There is a definite resurgence out here, people are coming back to the land, slowly, but I think it will hold. It is hard to fight against the big growers though.. the rissoles are lovely, so simple! c
A note to Mere, I have two Nigerian Dwarf wethers and they have never jumped ever. They really don’t attempt to climb much unless there’s a handy fence to stand against to reach a tree branch. I admire yo Celi in raising your own meat animals. I don’t think I could do it, I had to rehome a horse once because he had some training issues and it put me in a blue funk for weeks. Normally any animal that comes here lives out its life here and I felt terribly guilty that I might have failed Jack, even though he went to a very good home.
Good luck on your soap making, my all time favorite scents for soap are lemon grass (so fresh and clean) and peppermint (especially on a hot sweaty day).
Sherry .. what good news, i have put off even thinking further about these goats because of the jumping and escaping issues.
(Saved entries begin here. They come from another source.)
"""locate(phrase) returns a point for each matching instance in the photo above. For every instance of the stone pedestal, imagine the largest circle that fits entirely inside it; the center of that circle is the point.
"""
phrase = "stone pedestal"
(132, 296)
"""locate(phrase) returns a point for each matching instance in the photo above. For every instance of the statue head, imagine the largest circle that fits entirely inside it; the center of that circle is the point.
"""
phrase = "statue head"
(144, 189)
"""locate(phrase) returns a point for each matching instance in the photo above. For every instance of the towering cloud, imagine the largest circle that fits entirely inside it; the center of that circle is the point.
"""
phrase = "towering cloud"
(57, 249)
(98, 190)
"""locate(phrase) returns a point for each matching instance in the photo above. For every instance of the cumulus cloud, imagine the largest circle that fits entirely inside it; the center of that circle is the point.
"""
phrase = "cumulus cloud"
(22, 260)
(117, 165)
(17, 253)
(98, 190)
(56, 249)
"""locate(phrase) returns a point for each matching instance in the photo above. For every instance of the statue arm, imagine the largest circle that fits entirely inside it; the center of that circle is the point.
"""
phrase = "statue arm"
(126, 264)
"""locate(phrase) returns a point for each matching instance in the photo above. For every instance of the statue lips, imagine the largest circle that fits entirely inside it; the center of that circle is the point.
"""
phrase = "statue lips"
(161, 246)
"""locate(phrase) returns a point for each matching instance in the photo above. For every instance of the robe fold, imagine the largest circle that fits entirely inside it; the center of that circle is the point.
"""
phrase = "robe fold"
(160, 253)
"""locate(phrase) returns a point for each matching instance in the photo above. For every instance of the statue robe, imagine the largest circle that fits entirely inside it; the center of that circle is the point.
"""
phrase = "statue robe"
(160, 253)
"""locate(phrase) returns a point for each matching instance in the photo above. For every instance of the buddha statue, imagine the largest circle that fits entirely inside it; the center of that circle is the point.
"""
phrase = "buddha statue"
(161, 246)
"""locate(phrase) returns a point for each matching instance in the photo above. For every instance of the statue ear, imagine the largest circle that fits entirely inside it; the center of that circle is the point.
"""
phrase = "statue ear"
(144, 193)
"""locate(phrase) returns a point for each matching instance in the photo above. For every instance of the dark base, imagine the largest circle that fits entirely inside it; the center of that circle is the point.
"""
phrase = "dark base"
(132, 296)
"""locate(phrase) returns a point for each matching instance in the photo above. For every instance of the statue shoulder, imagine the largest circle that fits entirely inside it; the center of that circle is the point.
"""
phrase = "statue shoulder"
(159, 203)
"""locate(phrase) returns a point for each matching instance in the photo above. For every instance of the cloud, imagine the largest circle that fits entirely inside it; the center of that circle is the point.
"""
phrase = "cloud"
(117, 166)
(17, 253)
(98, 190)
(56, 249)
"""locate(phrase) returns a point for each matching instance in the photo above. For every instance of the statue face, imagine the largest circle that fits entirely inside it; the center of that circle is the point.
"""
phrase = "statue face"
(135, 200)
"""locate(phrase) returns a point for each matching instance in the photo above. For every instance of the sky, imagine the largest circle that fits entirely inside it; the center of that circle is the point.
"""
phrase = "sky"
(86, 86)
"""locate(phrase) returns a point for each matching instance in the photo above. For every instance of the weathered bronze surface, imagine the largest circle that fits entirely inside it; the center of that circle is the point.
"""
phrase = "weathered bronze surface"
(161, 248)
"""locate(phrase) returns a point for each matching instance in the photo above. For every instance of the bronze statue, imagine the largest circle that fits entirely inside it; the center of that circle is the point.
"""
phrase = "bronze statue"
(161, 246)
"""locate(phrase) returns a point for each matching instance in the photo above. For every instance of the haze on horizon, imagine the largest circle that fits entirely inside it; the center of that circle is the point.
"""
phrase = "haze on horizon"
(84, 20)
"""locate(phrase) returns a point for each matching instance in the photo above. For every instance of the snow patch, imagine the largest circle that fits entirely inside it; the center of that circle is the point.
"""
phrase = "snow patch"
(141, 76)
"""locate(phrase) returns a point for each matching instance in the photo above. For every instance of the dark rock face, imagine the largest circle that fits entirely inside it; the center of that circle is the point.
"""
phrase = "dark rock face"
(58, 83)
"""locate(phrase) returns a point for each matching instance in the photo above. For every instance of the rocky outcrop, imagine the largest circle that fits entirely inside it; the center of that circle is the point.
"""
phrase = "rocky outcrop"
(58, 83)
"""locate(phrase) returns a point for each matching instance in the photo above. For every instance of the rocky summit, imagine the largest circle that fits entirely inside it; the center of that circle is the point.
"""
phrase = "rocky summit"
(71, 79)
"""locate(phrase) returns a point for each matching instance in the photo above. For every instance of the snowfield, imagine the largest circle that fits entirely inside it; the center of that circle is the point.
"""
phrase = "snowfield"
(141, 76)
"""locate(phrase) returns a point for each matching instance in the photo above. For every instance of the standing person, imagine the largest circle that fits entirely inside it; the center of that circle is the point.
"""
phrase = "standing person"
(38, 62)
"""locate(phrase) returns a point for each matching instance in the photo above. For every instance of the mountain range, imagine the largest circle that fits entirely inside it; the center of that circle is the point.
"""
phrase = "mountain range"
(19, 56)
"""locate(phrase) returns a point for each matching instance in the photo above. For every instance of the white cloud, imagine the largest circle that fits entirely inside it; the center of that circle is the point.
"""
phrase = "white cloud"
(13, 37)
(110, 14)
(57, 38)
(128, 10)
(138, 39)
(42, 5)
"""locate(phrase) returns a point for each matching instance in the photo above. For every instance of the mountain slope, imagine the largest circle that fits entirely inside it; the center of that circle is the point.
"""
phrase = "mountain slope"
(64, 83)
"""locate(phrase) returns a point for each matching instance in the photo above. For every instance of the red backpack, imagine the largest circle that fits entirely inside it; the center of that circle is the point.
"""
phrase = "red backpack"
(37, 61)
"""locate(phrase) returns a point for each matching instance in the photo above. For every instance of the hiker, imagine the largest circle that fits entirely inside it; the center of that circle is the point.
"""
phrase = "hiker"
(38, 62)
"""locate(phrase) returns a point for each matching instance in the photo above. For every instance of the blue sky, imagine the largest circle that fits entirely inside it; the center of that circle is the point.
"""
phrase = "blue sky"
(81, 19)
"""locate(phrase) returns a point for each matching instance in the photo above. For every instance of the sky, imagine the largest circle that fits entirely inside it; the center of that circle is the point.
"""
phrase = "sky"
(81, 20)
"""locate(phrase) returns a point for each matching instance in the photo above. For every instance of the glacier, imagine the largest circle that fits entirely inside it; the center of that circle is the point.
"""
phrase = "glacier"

I have just discovered that i might be able to find some locally too! Hope mere finds some, she is such a darling… I understand about your horse.. life is not always kind, but nice that he went to a good home.. c
What a wonderful way to honor Charlotte!
Admire your honesty and the care you show your animals. Love homemade soap (I keep it in my drawers too!); such a beautiful way to remember Charlotte. I’ll second The Blonde Gardener: be sure to wear protective goggles to prevent lye from splashing into your eye (it can cause blindness very quickly). Have fun and stay safe!
I will wear glasses and gloves (if i can find some!) I know I have one.. c
I’m sure the Tall Teenager will enjoy the cake.
How fantastic to have a small local abattoir. I admire the way you are producing the meat you need, all done with care but without sentimentality. Soap-making sounds like a nice thing to do. Good luck with it – I see you are gathering in plenty of tips from the fellowship.
The days are certainly getting shorter aren’t they? Love your apple crumble in a jar. Do you cook them in the jar? And if you do, how hot an oven will the jars stand?
I made my first batch of soap using Janine’s instructions at http://olallieberry.typepad.com/blog/basic-handmade-soap-tutorial.html and then made some with lard from Natural Soap by Melinda Coss. About to make some more as supplies are running low and it’s so good! I used a stick blender the second time, which was much quicker.
In case you need any more soap links – Down to Earth – its an aussie “back to basics” blog and you may find her tips of use, although I did notice she uses oils. Joy
Now you have me excited to see your lavender soap! I look forward to seeing the process, the result, and your assessment of the process. I just know the photographs will be lovely too, Celi! It is your way.
The lamb rissoles look wonderful! Beautiful photos – as always!